Great Wall Institute: The Process of the Great Wall of Los Angeles

1968 The United Farm Workers /Hunger Strike

DOLORES HUERTA:

In 1955 Huerta began her career as an activist when she co-founded the Stockton chapter of the Community Service Organization (CSO), which led voter registration drives and fought for economic improvements for Hispanics. She also founded the Agricultural Workers Association. Through a CSO associate, Huerta met activist César Chávez, with whom she shared an interest in organizing farm workers. In 1962, Huerta and Chávez founded the National Farm Workers Association (NFWA), the predecessor of the United Farm Workers’ Union (UFW), which formed three year later. Huerta served as UFW vice president until 1999.

Despite ethnic and gender bias, Huerta helped organize the 1965 Delano strike of 5,000 grape workers and was the lead negotiator in the workers’ contract that followed. Throughout her work with the UFW, Huerta organized workers, negotiated contracts, advocated for safer working conditions including the elimination of harmful pesticides. She also fought for unemployment and healthcare benefits for agricultural workers. Huerta was the driving force behind the nationwide table grape boycotts in the late 1960s that led to a successful union contract by 1970.

In 1973, Huerta led another consumer boycott of grapes that resulted in the ground-breaking California Agricultural Labor Relations Act of 1975, which allowed farm workers to form unions and bargain for better wages and conditions. Throughout the 1970s and ‘80s, Huerta worked as a lobbyist to improve workers’ legislative representation. During the 1990s and 2000s, she worked to elect more Latinos and women to political office and has championed women’s issues.



CESAR CHAVEZ:

The year was 1968, and activist Cesar Chavez was 25 days into his hunger strike. Chavez, who was the president of the United Farm Workers (UFW), had joined a strike in the grape-growing region of Delano, California, three years earlier in solidarity with Filipino American farm workers, and the movement was starting to get some serious national attention. Enter Senator Robert F. Kennedy.

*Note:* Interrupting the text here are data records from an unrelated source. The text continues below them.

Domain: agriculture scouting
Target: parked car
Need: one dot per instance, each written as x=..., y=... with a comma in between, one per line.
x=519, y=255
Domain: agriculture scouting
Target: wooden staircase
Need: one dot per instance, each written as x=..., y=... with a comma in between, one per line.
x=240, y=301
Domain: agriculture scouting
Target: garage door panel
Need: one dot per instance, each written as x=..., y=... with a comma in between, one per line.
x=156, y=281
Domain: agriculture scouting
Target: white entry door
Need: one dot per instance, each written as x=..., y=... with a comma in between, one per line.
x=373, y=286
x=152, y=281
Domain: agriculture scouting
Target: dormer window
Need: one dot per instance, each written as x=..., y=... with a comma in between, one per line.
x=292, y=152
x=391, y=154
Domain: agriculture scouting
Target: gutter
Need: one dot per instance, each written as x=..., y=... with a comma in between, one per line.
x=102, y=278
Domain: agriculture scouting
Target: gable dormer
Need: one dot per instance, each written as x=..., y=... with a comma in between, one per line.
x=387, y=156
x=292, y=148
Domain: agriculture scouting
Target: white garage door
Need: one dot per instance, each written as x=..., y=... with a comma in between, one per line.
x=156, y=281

Chavez, who believed in principles of nonviolence and was a great admirer of Gandhi and Martin Luther King Jr., was determined to bring attention to the cause of the mostly immigrant farm workers in California’s Central Valley, and knew that the most crucial step would be to receive support from high-ranking politicians. Luckily enough, he had some pretty important people in his corner, most notably Robert Kennedy, who had met Chavez two years earlier and expressed sympathy for his cause. Dolores Huerta, the co-founder of UWF and a friend of Chavez’, remembered: “Robert didn’t come to us and tell us what was good for us. He came to us and asked us two questions. All he said was, ‘What do you want? And how can I help?’ That’s why we loved him.”

So when Chavez announced in February 1968 that he was fasting to refocus the movement to nonviolence and stop frustrated strikers from using violence, Kennedy reiterated his support from two years earlier and flew to Delano in March. Chavez had gone without food for nearly a month, dropping 35 pounds and endangering his health. At the airport, Kennedy was immediately swarmed by reporters.

“[Chavez] has been on a hunger strike and is committed to nonviolence, and I think that’s terribly important,” Kennedy said after being asked why he’d come to the Central Valley. “I think that the workers need support and need a recognition of their rights, which they haven’t had.” He went on to call Chavez “one of the most heroic figures of our time.” With Kennedy by his side, Chavez broke his fast on March 10. He was too weak to speak, but a statement was read on his behalf, which included the following: “It is how we use our lives that determines what kind of men we are… I am convinced that the truest act of courage, the strongest act of manliness, is to sacrifice ourselves for others in a totally nonviolent struggle for justice.”